Secondly, it’s an absolute must that New Zealand rids itself of this underlying notion that players with limited prospects of making it to the All Blacks have limited to no value.

That attitude did plenty to kill Super Rugby pre-Covid. We had players negotiating late starts and in some cases sabbaticals to miss whole seasons.

We had big name players forever resting and missing various games and typically, we saw discarded All Blacks try to fast track their way out of the country with rejection clauses that allowed them to head offshore the second they sensed their test careers were over.

All of which heightened the sense of Super Rugby being mostly a giant inconvenience for half of the country’s top talent and the competition rotted from the inside to the point where it would have collapsed even if the pandemic hadn’t hit.
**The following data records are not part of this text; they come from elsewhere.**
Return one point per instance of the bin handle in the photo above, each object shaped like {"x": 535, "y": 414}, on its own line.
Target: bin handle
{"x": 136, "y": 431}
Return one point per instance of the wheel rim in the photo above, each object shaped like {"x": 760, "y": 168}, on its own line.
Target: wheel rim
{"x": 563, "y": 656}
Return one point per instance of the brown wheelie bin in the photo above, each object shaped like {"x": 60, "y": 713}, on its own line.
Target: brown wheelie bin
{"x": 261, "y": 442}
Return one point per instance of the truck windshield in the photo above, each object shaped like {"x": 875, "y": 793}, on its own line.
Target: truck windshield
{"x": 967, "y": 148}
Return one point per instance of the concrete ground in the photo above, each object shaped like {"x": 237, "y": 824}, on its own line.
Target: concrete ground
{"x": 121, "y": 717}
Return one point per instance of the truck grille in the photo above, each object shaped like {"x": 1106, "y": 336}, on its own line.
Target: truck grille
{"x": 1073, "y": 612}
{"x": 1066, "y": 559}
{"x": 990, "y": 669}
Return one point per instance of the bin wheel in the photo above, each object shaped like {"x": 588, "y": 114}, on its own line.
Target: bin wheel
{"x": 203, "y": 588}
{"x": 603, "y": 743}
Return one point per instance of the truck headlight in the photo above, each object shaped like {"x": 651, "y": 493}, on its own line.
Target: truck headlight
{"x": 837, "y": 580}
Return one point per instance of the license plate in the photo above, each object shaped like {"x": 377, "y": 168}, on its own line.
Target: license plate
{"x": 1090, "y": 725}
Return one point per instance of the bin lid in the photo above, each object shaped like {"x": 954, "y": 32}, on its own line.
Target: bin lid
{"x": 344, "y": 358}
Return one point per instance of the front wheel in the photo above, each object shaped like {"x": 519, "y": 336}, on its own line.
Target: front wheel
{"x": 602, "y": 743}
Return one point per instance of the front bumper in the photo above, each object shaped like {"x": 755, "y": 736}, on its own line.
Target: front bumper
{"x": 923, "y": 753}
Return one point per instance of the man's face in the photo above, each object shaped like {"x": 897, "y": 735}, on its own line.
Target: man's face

That culture can’t resume in what will be a brave new world of a trans-Tasman-Pacific Super Rugby set-up next year.

Already, New Zealand’s existing five Super Rugby teams are warning about a lack of available players and that’s before Moana Pasifika start recruiting their 37-man roster for next year.

It would be a stunning act of contradiction for New Zealand’s teams to moan about a barren player market and not re-sign the spiritual leader of the Hurricanes and a man who could transform them once he returns.

Perenara returning would be the insertion of the steel rod the Hurricanes need to stop from bending and swaying when they are being pushed around. He’s one man and yet he will bring the presence of two and the influence of three.

The game here needs to better understand the value of seasoned, committed professionals such as Perenara and consider all that he brings rather than condemn him to a life offshore because he’s under pressure to prove himself as a test player.

NZR have to re-sign Perenara but the All Blacks don’t necessarily have to pick him to justify the investment.